It’s November 1, opening day of firearms season on deer and I’m sitting inside by the woodstove. But a stiff north wind blows, carrying a cold rain, and my tolerance for such adverse conditions declines with each passing year.
Besides that, I have plenty food even without a deer. With the summer bounty of homegrown and foraged foods, my pantry bulges at the seams. Even so, it was hard to resist the young dandelions growing in my garden beds and so I went out this morning and dug a mess.
We’ve had several hard frosts here in Waldo and dandelions lose their bitterness after undergoing several good freezes. So if readers have an interest in some late-season foraging, now is the time to go out and do it. Snow is predicted for this weekend and even after it melts, which it must, more snow will certainly follow in the not-too-distant future.
In addition to dandelions, I still have kale, good-king-Henry and even eggplant growing in my unheated greenhouse.
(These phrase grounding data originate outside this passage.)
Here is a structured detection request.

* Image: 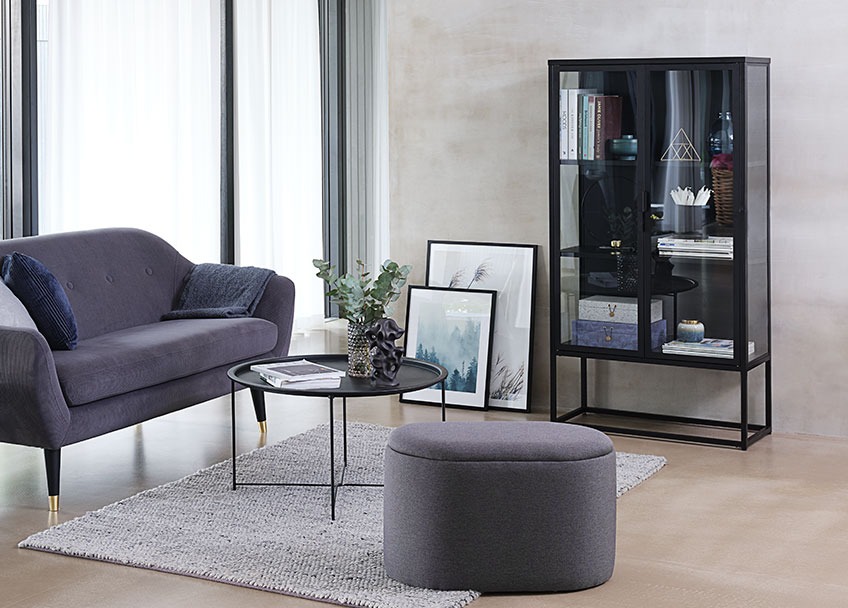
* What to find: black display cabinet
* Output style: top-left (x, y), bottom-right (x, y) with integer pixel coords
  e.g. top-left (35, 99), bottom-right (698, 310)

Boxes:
top-left (548, 57), bottom-right (771, 449)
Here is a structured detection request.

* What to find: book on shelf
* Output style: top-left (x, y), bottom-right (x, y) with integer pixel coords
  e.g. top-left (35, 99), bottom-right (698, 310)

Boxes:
top-left (567, 88), bottom-right (595, 160)
top-left (662, 338), bottom-right (755, 358)
top-left (593, 95), bottom-right (622, 160)
top-left (587, 95), bottom-right (598, 160)
top-left (658, 250), bottom-right (733, 259)
top-left (658, 235), bottom-right (733, 246)
top-left (257, 372), bottom-right (342, 390)
top-left (560, 89), bottom-right (622, 161)
top-left (250, 359), bottom-right (345, 383)
top-left (657, 236), bottom-right (733, 247)
top-left (657, 235), bottom-right (734, 258)
top-left (579, 94), bottom-right (591, 160)
top-left (559, 89), bottom-right (568, 160)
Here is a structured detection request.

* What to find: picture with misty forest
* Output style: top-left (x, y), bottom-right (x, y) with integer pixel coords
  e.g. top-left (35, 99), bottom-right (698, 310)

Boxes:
top-left (415, 320), bottom-right (480, 393)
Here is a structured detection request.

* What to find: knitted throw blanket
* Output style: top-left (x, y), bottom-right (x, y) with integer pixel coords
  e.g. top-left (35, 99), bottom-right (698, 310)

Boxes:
top-left (162, 263), bottom-right (275, 320)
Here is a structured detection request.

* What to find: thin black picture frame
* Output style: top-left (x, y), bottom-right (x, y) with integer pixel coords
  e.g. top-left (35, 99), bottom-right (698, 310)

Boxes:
top-left (400, 285), bottom-right (496, 410)
top-left (426, 240), bottom-right (538, 412)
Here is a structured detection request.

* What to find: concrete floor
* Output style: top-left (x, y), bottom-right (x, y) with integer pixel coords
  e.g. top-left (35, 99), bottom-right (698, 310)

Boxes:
top-left (2, 326), bottom-right (848, 607)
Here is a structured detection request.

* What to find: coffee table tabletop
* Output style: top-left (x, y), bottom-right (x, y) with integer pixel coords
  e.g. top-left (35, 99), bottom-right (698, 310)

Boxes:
top-left (227, 353), bottom-right (447, 398)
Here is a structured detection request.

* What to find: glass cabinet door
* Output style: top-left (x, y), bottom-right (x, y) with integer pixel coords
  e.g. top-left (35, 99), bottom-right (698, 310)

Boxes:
top-left (647, 67), bottom-right (737, 359)
top-left (557, 69), bottom-right (642, 352)
top-left (745, 62), bottom-right (770, 363)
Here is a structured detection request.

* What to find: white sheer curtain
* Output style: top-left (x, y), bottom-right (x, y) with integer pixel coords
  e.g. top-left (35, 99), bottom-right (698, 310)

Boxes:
top-left (40, 0), bottom-right (221, 264)
top-left (234, 0), bottom-right (324, 327)
top-left (39, 0), bottom-right (325, 325)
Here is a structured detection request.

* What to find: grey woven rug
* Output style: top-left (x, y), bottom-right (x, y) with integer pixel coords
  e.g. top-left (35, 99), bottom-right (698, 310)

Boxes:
top-left (20, 422), bottom-right (666, 608)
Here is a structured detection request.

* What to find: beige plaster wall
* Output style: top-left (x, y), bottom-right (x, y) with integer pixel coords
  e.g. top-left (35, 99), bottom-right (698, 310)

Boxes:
top-left (387, 0), bottom-right (848, 437)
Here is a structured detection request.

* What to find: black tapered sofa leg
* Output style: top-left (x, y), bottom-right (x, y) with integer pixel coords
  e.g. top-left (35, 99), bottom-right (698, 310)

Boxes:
top-left (44, 448), bottom-right (61, 512)
top-left (250, 388), bottom-right (267, 433)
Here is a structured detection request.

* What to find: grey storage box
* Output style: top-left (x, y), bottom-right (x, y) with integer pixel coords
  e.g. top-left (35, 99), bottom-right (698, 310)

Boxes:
top-left (572, 318), bottom-right (666, 350)
top-left (578, 295), bottom-right (663, 324)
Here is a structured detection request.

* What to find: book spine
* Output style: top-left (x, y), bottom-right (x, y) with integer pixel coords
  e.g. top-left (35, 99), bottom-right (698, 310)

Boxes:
top-left (594, 95), bottom-right (604, 159)
top-left (567, 89), bottom-right (580, 159)
top-left (560, 89), bottom-right (568, 160)
top-left (658, 243), bottom-right (733, 250)
top-left (586, 95), bottom-right (596, 160)
top-left (659, 251), bottom-right (733, 259)
top-left (578, 94), bottom-right (587, 160)
top-left (658, 236), bottom-right (733, 244)
top-left (658, 240), bottom-right (734, 246)
top-left (596, 95), bottom-right (622, 161)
The eggplant can’t last much longer, but as long as it continues to grow, I’ll continue to water and nurture it.
Sitting here writing and watching the smoke from my chimney sweeping down toward the ground as a result of the low-pressure system moving in, I think back to years past and how the season’s first Nor'easter always seems a bittersweet event. Bitter, because it signals an unofficial start to winter. Sweet, because it feels so cozy and comfortable to sit in a warm house and watch the fir trees sweep around, buffeted by the wind.
There’s nothing we can do about bad weather, so we may as well sit back and enjoy it to whatever extent we can. It’s all part of nature, after all.